So what did I get from this boy I cared for
as well as I could, and less than he deserved? I wanted
to be wanted, which I thought meant loved.
Full-grown at twelve, I’d been a freak towering over teachers,
out-rebounding the boys I had crushes on. By nineteen
I’d have nibbled praise from anyone’s cupped hands.
But his praise! Bountiful, unabashed
praise for a body shamed, a cherishing
most white boys don’t learn. I guess we invested
in our own kind of social security when we coupled
his Will Smith fade to my Meg Ryan blonde,
which he might have sometimes used
as shorthand for “Don’t ask. I belong.” While I
learned new ways to see dogs, pools, the states
we had to drive through without stopping.

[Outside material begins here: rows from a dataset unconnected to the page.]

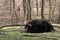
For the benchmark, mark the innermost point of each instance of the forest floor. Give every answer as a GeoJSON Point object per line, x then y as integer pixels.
{"type": "Point", "coordinates": [17, 33]}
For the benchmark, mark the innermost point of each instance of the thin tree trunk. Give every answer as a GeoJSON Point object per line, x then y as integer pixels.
{"type": "Point", "coordinates": [28, 10]}
{"type": "Point", "coordinates": [37, 7]}
{"type": "Point", "coordinates": [25, 10]}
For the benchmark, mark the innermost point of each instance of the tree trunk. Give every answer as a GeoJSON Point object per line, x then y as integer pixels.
{"type": "Point", "coordinates": [28, 10]}
{"type": "Point", "coordinates": [42, 10]}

That summer he took me to meet his mom, a teacher
who raised her boys right. Could she tell
how wild I was for his height, his strength
that I never told anyone made me think
of the ’80s sportscaster Jimmy the Greek
and my dad repeating what he said,
that the most athletic players were Black, but they still needed
a smart white quarterback. Shit. I love my dad.
But he said it, I heard it, it’s in me. And nothing I knew
or knew to reach for could help me hold
that hateful memory alongside my boyfriend’s beauty—
his whip-smart word play,
his open face and hands. I didn’t even always see him,
the way the faces of those we love blur in close-up.
Only his curling eyelashes stayed. And, after we graduated,
his silky neck, the scent of it where I pressed my face,
waking on the couch in his parents’ basement,
imagining I’d do anything not to lose this
and young enough to think permanence was a goal I could set.
Though he was never more lost to me
than my own self. At least, as much as I could, I paid attention.
Once, in Chicago, I was ranting because a man
slowed down in the crosswalk—I mean he stared at me
behind the wheel of my F150
and slowed down—and my boyfriend said don’t get salty,
he’s just saying no white person can make him move,
and I sat there and listened. I let that sink in.